My Pursuit of Happiness

A prompt from the New York Times made me ask myself: What does the pursuit of happiness really mean?

My Pursuit of Happiness
Atka, Aleutian Islands — the westernmost settlement in the United States, approached from the Pacific (Photo: George Putney / USFWS)

A few days ago, the New York Times asked its readers a question I wasn't expecting: What does the pursuit of happiness mean to you?

I've been thinking about it ever since.

The phrase comes from the Declaration of Independence, written as the United States approaches its 250th anniversary. It's one of those lines that sounds self-evident until you sit with it. Most people read it as a promise of well-being, maybe even comfort. But the more I've turned it over, the more I think the founders meant something harder than that.

Thirty years ago, I left a tenured academic position in France to rebuild my life in the United States. I came with the specific belief that this country offered something different — not a guarantee of success, but a genuine openness to reinvention. That belief turned out to be true. America gave me a second career, a new community, and eventually a kind of life I hadn't imagined when I first crossed the Atlantic.

So when someone asks me what the pursuit of happiness means, I don't answer as a detached observer. I answer as someone who once bet his life on it.

And yet, not long ago, I found myself in a position that felt strangely familiar — comfortable, recognized, and quietly restless. For years, I was a university professor, running a research laboratory, collecting grants and publications. It was a life many people would consider fortunate, and it was. But somewhere in the accumulation of all that stability, I began to feel that I was no longer quite living — I was preserving.

There was no single moment of crisis. Just a slow recognition that the future had become too predictable.

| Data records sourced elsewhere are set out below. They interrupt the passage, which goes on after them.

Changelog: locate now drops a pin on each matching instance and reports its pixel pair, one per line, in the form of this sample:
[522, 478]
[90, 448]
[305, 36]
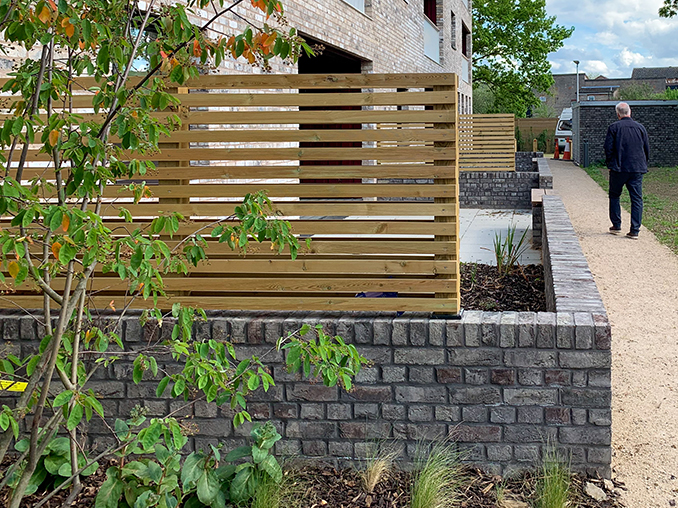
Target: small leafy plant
[377, 468]
[437, 477]
[553, 485]
[54, 465]
[507, 251]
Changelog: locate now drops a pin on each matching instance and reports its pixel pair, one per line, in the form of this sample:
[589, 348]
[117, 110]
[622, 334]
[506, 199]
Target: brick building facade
[591, 120]
[381, 36]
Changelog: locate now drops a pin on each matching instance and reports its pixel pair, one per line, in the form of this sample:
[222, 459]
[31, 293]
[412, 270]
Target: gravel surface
[638, 281]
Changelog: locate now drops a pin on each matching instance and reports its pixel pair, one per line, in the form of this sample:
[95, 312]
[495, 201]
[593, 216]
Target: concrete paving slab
[478, 228]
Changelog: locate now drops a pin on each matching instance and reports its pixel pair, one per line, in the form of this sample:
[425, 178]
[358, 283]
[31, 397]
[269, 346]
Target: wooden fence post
[453, 201]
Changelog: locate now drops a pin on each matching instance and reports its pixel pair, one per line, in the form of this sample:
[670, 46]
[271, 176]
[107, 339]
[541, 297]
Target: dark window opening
[465, 41]
[430, 10]
[330, 61]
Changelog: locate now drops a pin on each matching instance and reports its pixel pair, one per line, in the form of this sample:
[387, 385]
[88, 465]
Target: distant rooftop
[655, 73]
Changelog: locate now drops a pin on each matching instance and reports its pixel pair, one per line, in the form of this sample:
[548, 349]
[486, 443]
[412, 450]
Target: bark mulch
[484, 288]
[325, 486]
[317, 487]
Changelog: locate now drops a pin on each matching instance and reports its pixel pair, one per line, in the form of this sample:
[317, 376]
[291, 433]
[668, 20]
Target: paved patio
[478, 228]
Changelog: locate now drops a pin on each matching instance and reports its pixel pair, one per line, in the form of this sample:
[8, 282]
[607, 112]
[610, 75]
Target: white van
[564, 128]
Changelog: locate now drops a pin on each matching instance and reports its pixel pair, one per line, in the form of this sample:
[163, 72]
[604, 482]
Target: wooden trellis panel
[487, 143]
[288, 135]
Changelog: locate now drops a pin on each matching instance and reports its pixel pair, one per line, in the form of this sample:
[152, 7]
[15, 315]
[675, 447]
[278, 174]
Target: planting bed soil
[484, 288]
[324, 486]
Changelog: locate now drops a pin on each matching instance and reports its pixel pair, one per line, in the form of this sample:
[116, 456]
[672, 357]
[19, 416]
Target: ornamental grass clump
[507, 251]
[437, 478]
[553, 484]
[378, 468]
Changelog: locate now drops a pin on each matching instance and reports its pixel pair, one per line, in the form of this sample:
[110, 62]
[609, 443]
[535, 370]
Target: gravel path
[638, 281]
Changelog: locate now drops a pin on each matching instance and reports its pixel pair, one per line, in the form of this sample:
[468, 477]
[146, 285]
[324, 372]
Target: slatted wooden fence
[318, 164]
[487, 143]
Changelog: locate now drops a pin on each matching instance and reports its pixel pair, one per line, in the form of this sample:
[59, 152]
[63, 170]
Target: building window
[430, 10]
[358, 4]
[465, 41]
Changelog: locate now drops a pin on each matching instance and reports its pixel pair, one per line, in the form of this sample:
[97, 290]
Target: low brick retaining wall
[503, 384]
[503, 189]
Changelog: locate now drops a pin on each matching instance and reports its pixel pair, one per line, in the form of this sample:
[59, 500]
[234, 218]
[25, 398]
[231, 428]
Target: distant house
[364, 36]
[564, 90]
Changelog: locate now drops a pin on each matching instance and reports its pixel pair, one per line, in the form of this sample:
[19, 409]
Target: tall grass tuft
[286, 494]
[378, 467]
[553, 484]
[437, 477]
[507, 251]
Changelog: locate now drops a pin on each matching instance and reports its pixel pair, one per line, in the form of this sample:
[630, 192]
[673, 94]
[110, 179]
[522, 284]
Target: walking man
[627, 152]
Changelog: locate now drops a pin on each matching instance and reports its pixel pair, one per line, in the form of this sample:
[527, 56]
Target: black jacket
[627, 147]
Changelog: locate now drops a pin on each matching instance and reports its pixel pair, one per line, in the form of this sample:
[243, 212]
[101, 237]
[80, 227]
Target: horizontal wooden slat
[291, 171]
[291, 136]
[264, 303]
[272, 99]
[298, 190]
[391, 248]
[372, 209]
[304, 154]
[293, 117]
[295, 81]
[310, 227]
[218, 284]
[363, 246]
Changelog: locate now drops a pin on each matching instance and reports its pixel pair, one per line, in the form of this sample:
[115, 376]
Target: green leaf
[75, 417]
[258, 455]
[239, 453]
[54, 462]
[208, 487]
[162, 386]
[154, 472]
[192, 469]
[179, 387]
[253, 382]
[272, 468]
[137, 373]
[39, 476]
[151, 435]
[135, 468]
[62, 398]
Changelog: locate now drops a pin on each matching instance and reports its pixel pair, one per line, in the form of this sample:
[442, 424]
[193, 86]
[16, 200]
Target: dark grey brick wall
[502, 384]
[496, 189]
[591, 120]
[524, 161]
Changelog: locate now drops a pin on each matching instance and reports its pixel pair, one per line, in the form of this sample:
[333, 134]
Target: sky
[612, 37]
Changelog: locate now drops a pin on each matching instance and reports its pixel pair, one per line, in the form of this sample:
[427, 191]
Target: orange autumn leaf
[13, 269]
[56, 247]
[271, 39]
[45, 15]
[53, 137]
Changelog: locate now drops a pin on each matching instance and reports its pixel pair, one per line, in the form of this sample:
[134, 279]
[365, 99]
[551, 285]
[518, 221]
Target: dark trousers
[634, 184]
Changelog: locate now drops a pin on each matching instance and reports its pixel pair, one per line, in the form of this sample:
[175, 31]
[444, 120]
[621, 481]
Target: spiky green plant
[437, 477]
[378, 467]
[553, 484]
[507, 251]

I started looking for a boat. I tried first in France, my home country. I'm not sure I fully understood at the time what I was looking for — a boat, yes, but perhaps also a sense of whether I could imagine rebuilding there, in a country I had left but never entirely stopped watching. France has changed. So has the United States. But what I found, somewhere in those fruitless searches along the French coast, was that the pull of the American story had become stronger than I realized — stronger, certainly, than whatever unease had sent me looking elsewhere. Eventually, almost improbably, I found my boat in New Zealand.

In a way, I am retracing my own history. Thirty years ago, I crossed the Atlantic toward America. Now I am crossing the Pacific toward its last frontier, approaching it the way the earliest explorers did — from the west. The voyage is different. The direction of longing turns out to be the same.

Alaska has its own particular pull in this story. Most people think of it as the last stop on the American westward journey — the final frontier, in the literal sense. But it was also first approached from the other direction: by peoples crossing the Bering Strait from Siberia thousands of years ago, and later by European explorers sailing from the Pacific. It sits at the intersection of two great directions of human movement, driven by the same things that have always driven people — curiosity, necessity, the feeling that something worth finding must lie just beyond what is already known.

My hope is to follow that same approach — arriving from Hawaii, making landfall at Atka in the Aleutian Islands, the westernmost settlement in the United States, and then sailing the island chain eastward. Entering America from the west, the way the first Americans did.

My children are grown now. That fact matters more than it might appear in a sentence. It means I can take risks I couldn't have justified when they depended on me — and it means that how I live now is itself a kind of message to them. The risks we take later in life tell younger generations stories we could never tell in a classroom or at thekitchen table.

Every day of preparation makes the magnitude of what I've committed to more vivid. Charts, equipment, safety systems — the work is real, and the responsibility is heavy. But the deeper lesson of preparing a long passage is this: the boat will never be completely ready. The sailor will never be completely ready. At some point, we simply have to commit to facing the uncertainty we cannot eliminate.

I think that's what the founders meant.

They wrote about happiness in a time when life was genuinely precarious, drawing on Enlightenment thinkers who believed happiness came not from comfort but from living with virtue, purpose, and full engagement with the world. It was not a guarantee. It was an invitation — and a challenge.

Two and a half centuries later, Americans live with a safety and stability those founders couldn't have imagined. That's worth celebrating. But it can make it harder to feel the difference between happiness and mere security.

I came to this country because I believed the invitation was real. Thirty years later, preparing to sail toward its last frontier, I still do. My voyage won't solve anything larger than my own life. But in committing to a path whose outcome I cannot fully know, I find myself living closer to what I think that old phrase actually meant — not the promise of arrival, but the willingness to set out.